Vidal César Monzanares

Religion classes at St. John's College. Anthony was led by a priest who fought during the Spanish Civil War of 1936 and who once shook hands with Mussolini. In addition to these two characteristics, which are equally common to thousands of his contemporaries, Father Santos made efforts, I think in vain, to make religious lessons more enjoyable than usual. It was largely due to him that the texts of the college's religious books underwent profound changes in order to make the lessons more lively and immediate, but to no avail. Our religion classes were as hard as any other monk-run college of the day.

"Witnesses" of what?

On the one hand, religion consisted exclusively in piety, addressed mainly to Mary, which was strictly monitored by the ministers of the college in order to control the piety of the children. This caused a kind of unconscious insincerity, namely, a tendency to feign religious feelings, which might have helped to advance to the next grade, if only because of deep religiosity, if not because of academic success. On the other hand, the way the monks acted was questionable. Nothing bad could be said about them, and the quality of their teaching was remarkable, but they certainly did not represent the models of holiness by which we were supposed to live. Their legalism usually evoked more indifference than fervent enthusiasm for religious subjects.

Father Santos was a perfect example of all this. With unfailing persistence he tried to attract our attention, and with the same invariability he failed. The story of him, however, forms part of our history, for it was from him that I first heard about Jehovah's Witnesses.

I apologize if I cannot accurately reproduce the circumstances of this first meeting. It seems to me that this happened at the beginning of a lesson (I must have been fourteen at the time), when he announced several "interesting topics" that he was going to talk about during the lesson (those that, we note in parentheses, did not interest us in the least), and mentioned "Jehovah's Witnesses" among other things.

In view of the prevailing situation in Spain at the time, it occurred to me at first that it was more a question of a political grouping than of anything else. The innocent ignorance of a fourteen-year-old boy! As I left the classroom, I remember asking the priest about them, and he promised me to talk about them in more detail in one of the next lessons, a few weeks later. With ease, he set forth the general features of the theological teaching of Jehovah's Witnesses, and extracted his material from some very inaccurate parish list. The teaching seemed utterly insane, but I memorized a few of its most shocking features to present to any "Jehovah's Witness" who might arise in my life.

This turned out to be a gross mistake. Father Santos inadvertently took a position that later earned Jehovah's Witnesses thousands of followers in Spain. First of all, he propagandized them. I am convinced that many Spaniards would not have known of their existence if they had not heard the bad things about them from their parish priests. This mistake can no longer be corrected. For better or worse, today this propaganda has already been carried out, and it has acquired a certain sympathy of anti-clerical elements, if only for the reason that the Catholic Church speaks ill of Jehovah's Witnesses.

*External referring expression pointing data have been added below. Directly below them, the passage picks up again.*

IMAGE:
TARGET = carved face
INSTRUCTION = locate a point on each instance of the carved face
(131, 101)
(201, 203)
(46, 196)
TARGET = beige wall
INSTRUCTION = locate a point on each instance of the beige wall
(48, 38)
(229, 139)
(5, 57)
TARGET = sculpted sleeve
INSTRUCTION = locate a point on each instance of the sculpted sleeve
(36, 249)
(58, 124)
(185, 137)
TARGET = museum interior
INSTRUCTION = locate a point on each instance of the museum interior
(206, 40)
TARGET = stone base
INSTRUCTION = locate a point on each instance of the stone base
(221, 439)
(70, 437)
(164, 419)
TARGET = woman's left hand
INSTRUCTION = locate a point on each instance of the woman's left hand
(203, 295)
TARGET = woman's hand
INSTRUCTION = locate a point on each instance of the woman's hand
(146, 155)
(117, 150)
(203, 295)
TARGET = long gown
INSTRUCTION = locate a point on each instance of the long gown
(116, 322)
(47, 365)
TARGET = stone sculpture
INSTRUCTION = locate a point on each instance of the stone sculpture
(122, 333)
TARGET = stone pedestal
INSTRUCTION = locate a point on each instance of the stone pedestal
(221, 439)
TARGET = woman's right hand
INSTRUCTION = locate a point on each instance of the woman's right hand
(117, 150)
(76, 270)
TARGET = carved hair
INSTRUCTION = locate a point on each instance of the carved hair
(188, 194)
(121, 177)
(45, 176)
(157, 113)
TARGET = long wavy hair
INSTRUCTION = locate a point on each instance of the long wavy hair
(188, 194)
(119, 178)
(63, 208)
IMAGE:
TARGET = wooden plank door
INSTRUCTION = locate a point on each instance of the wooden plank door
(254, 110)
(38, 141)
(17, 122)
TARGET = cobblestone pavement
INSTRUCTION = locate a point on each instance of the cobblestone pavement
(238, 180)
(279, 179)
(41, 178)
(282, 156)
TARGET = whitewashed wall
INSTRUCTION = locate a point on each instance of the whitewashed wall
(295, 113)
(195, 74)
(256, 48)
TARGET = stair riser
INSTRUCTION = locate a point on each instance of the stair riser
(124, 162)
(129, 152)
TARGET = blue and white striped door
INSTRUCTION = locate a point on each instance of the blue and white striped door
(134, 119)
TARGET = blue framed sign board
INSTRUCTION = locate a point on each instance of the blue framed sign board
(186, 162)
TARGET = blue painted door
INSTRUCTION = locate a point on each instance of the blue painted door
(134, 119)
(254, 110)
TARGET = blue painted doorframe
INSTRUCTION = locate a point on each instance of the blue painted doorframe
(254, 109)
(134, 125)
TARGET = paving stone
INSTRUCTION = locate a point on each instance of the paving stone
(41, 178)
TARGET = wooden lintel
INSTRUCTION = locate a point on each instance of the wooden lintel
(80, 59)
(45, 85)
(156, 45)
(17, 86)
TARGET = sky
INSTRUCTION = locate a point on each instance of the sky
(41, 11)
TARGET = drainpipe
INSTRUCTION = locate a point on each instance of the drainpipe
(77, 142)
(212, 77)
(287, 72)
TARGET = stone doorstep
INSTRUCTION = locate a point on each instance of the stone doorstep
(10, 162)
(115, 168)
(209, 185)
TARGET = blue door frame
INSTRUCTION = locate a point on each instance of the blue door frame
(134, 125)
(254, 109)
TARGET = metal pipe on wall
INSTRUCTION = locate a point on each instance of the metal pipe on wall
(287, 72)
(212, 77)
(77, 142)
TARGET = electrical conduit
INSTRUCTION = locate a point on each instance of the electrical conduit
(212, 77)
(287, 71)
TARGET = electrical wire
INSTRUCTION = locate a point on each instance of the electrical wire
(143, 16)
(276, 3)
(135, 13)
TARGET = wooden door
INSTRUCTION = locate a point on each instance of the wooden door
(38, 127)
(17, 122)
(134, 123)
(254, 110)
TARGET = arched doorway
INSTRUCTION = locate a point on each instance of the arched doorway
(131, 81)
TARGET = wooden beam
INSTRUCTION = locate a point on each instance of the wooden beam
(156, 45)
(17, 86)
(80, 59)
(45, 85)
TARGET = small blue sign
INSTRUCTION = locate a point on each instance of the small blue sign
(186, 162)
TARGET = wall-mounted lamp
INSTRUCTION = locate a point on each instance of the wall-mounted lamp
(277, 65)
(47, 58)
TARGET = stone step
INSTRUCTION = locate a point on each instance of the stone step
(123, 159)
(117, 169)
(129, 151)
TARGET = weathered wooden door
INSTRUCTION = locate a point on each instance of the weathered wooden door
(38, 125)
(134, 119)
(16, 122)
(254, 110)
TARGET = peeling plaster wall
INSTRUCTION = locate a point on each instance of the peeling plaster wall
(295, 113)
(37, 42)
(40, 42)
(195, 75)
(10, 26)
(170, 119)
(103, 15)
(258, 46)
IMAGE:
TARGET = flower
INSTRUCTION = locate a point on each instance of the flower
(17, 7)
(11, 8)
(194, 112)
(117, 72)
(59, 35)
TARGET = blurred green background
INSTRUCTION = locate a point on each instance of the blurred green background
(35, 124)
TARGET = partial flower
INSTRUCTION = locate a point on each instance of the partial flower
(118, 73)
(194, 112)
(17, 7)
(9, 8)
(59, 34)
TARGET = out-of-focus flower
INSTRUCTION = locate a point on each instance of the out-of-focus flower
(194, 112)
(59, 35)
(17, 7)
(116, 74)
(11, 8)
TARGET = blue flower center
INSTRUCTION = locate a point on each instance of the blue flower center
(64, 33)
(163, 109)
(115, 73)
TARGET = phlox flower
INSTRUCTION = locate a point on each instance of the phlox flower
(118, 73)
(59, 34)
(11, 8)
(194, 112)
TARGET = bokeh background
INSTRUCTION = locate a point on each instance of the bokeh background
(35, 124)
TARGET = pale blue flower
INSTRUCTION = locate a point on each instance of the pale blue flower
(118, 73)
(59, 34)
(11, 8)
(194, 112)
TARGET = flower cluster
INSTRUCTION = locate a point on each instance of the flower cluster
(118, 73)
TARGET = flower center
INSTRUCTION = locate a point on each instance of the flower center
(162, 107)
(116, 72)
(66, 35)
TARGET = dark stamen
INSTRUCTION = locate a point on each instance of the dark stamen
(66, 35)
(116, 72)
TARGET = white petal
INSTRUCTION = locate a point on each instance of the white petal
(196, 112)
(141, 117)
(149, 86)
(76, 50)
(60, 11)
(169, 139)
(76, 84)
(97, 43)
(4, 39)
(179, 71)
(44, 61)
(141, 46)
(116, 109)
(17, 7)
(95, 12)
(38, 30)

Second, Father Santos presented them inaccurately, tendentiously, and without the basis of biblical teaching. Jehovah's Witnesses can destroy such notions in a matter of minutes, and convince their listeners that they have been unjustly slandered by the enemies of the true God.

Finally, Father Santos downplayed their importance by not giving us the slightest opportunity to talk to them on the basis of the Bible. Jehovah's Witnesses, like any other sect, are dangerous enough not to be neglected. If someone does not know the word of God, they can confuse him from the very first meeting. Father Santos did not give us such knowledge, and in doing so, he indirectly sent us to battle with an enemy whom we considered the weakest, while we were completely unarmed before him.

Soon I was to find out how much this mistake would cost me.